Муниципальный советник Экклшер [прочитал он] заявил, что здание смотрелось бы лучше, если бы его высота составляла всего несколько футов, но никак не сорок, и если бы оно походило на здание общественных уборных на Квинс-Променад. Советник Тиммонс выразил мнение, что необходимо обсудить этот вопрос на ближайшем заседании Совета, а строительство следует временно приостановить, пока не будет принято окончательное решение. Ведь нет смысла достраивать здание, а потом, по зрелом размышлении, сносить его. Старейшина Шилликорн возразил, что общественные туалеты не только готовы к открытию, но фактически используются уже несколько месяцев. Здание данного назначения не имеет аналогов на Британских островах и является безусловной заслугой строителей и инженеров, завершивших работу вопреки многим трудностям.
Эту заметку можно было бы считать даже более разумной рецензией на его книгу, чем представленную на другой стороне, и Коснахан убрал вырезку в карман, чувствуя, что она может ему пригодиться. Как ни странно, его настроение улучшилось, и он достал письмо, написанное карандашом и начатое еще утром в уличном кафе рядом с его пансионом, за чашкой кофе: письмо, адресованное жене. И сейчас, когда он его перечитывал, его лицо, отраженное в оконном стекле, стало спокойным и нежным.
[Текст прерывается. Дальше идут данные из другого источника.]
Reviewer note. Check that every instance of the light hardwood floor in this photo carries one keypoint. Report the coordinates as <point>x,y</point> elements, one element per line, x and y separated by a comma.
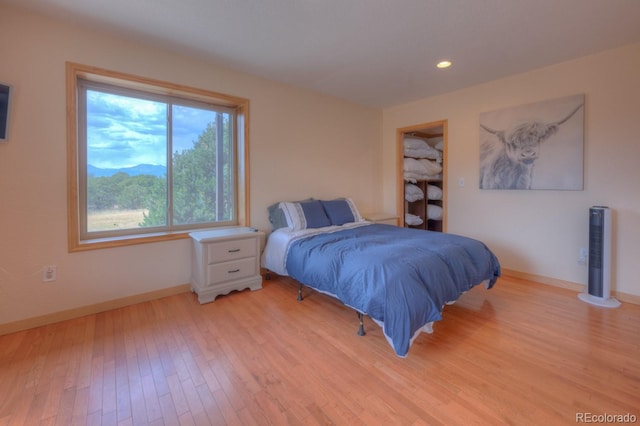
<point>521,353</point>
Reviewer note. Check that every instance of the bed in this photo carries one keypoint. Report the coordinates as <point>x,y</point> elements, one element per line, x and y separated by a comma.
<point>401,278</point>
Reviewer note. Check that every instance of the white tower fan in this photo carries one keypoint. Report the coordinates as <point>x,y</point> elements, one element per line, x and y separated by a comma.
<point>598,290</point>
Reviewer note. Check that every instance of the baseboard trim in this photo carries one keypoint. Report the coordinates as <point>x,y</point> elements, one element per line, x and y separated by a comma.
<point>578,288</point>
<point>52,318</point>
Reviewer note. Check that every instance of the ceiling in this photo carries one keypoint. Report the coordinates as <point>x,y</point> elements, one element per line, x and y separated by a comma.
<point>378,53</point>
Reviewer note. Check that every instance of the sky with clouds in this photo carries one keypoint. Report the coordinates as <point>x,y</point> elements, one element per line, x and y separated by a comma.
<point>124,131</point>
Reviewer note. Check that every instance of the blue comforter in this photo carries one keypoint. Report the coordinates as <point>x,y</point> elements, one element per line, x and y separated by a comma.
<point>400,277</point>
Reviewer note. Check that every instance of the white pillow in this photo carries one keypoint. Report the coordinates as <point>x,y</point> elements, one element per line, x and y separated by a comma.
<point>411,219</point>
<point>434,212</point>
<point>412,192</point>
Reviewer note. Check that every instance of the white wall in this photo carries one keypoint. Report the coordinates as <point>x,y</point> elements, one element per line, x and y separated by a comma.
<point>541,232</point>
<point>302,144</point>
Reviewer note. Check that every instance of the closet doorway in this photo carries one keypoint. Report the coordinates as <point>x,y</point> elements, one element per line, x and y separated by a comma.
<point>421,152</point>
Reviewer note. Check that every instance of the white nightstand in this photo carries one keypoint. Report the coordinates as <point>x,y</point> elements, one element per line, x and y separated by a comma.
<point>386,218</point>
<point>224,260</point>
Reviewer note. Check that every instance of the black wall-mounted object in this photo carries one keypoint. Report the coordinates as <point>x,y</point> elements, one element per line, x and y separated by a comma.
<point>598,290</point>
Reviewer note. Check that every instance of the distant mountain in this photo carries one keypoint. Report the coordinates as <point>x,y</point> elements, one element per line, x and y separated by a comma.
<point>140,169</point>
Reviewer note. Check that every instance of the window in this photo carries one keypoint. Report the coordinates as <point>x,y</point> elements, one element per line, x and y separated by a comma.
<point>149,160</point>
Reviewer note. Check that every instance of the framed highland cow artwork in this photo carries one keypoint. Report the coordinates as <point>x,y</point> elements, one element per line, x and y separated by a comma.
<point>533,146</point>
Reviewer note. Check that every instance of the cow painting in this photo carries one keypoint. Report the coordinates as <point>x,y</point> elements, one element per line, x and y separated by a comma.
<point>508,156</point>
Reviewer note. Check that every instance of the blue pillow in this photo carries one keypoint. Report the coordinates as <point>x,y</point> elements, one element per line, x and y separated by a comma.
<point>305,214</point>
<point>341,211</point>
Чертовски жаль, что она не смогла поехать с ним в Европу. Но если бы поехала, жалела бы еще больше. Лави (ее прозвище происходит от «Лави Ли», старой записи «Мемфисской пятерки», которую они с Коснаханом слушали постоянно в первые месяцы своей любви; поначалу это действительно было лишь прозвище, но потом все вокруг перестали называть ее Маргарет, теперь она и на сцене выступала под этим псевдонимом) была актрисой, но, выйдя за него замуж, почти перестала играть. Угодила в какую-то странную, необъяснимую полосу невезения – то была для роли слишком юная, то слишком старая, то спектакль снимали с репертуара еще прежде, чем он доходил до нью-йоркской сцены, а однажды после нескольких недель репетиций, волнений, поздравлений и «шанса всей жизни», после премьеры в Бостоне автор пьесы внезапно переписал все заново и заменил героиню, которую играла Лави, десятилетним мальчиком. И вот теперь, в самый последний момент, когда они с Коснаханом наконец собрались ехать в Европу вдвоем, ей предложили главную роль в постановке Нантакетского летнего театра. То ли благодаря собственному успеху – то ли, наоборот, вопреки – Коснахан, видя, что восторг Лави перевешивал ее огорчение, был готов отложить поездку. Он ненавидел путешествия ради путешествий, особенно без жены, и ничто не мешало им поехать на следующий год, после нью-йоркской премьеры спектакля, если он будет успешным. Судя по репетициям, на которых бывал Коснахан, постановка имела все шансы стать настоящим хитом, но тут его брат Маттиас прислал телеграмму с сообщением, что их мать, уже очень старая, тяжело и серьезно больна. Так что за три дня до премьеры спектакля Лави ему все же пришлось уехать в Европу одному. А поскольку здоровье не позволяло Коснахану лететь самолетом, на Мэн он прибыл слишком поздно. Его мать – методистка до последнего вздоха, к вящему разочарованию Мэтта, – умерла и была предана земле еще до того, как Коснахан добрался до Ливерпуля.
Он писал жене каждый день, и это было одно из самых длинных его писем, однако единственное, где он сообщал какие-то семейные новости, помимо невыразимой печали или сожаления о том, что его мать так и не познакомилась с Лави. В начале он, как всегда, сообщал, что очень-очень любит ее (доказательством любви служило само написание писем, поскольку даже сочинение письма представляло теперь немалую трудность) и безумно скучает, поздравлял с неизменным успехом спектакля, отвечал на несколько мелких вопросов из ее предыдущего письма и в свою очередь спрашивал о доме и, конечно, о Молчаливом Лимоне.